On 7 August, UNSMIL stated that it was "highly concerned about the safety and security of Ms. Sergewa and stresses that the relevant authorities are responsible for the safety and security of the people under their territorial control including in this case of prolonged enforced disappearance." UNSMIL stated that "silencing the voices of women in decision-making positions [would] not be tolerated and [reiterated] its strong commitment to support the crucial role Libyan women play in peacemaking and peacebuilding and their full participation and involvement in the country's political life and decision-making". On 4 September, Ghassan Salamé, head of UNSMIL, again called for "the authorities in the east" to investigate Sergiwa's disappearance and to publish the results.

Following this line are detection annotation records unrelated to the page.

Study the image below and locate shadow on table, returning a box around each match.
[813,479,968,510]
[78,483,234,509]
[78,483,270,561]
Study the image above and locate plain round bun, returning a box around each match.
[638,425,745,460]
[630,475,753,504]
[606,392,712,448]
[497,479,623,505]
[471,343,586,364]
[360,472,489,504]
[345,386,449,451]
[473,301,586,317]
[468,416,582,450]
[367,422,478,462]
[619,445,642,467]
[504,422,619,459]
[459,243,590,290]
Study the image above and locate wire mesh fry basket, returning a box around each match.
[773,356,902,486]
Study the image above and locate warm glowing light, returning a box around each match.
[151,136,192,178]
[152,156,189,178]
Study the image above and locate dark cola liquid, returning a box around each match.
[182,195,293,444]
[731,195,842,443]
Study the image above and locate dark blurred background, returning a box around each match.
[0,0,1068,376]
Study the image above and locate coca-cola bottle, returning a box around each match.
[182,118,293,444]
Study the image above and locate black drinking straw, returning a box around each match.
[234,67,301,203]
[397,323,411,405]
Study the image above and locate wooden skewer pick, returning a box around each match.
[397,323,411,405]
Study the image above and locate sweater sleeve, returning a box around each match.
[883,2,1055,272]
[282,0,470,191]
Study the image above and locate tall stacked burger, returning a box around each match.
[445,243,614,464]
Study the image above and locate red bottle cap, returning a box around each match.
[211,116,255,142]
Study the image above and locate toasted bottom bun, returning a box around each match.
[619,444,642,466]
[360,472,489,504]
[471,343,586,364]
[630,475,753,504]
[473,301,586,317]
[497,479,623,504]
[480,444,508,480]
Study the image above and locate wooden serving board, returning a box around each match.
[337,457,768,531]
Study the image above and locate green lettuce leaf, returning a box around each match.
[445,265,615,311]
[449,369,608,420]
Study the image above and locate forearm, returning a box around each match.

He stated that many international governments had given "continued and loud support ... demanding Ms. Sergewa's swift return." On 17 October 2019, UNSMIL again called on the Haftar-controlled authorities to locate Sergiwa or her body and to hold those responsible for the kidnapping legally accountable.

==Points of view==

According to Madrid-based academic Barah Mikail, Sergiwa is "an independent person, which is why all sides of the Libyan conflict got angry with her at some point" and she is "against anything that stood in the way of building or consolidating the country's interests and the Libyan nation." In an interview a few hours before she was detained, she criticised Haftar's 2019 attack on Tripoli and stated that "even the extremists, on either side, have the right to participate" in a unity government involving all sides in the conflict.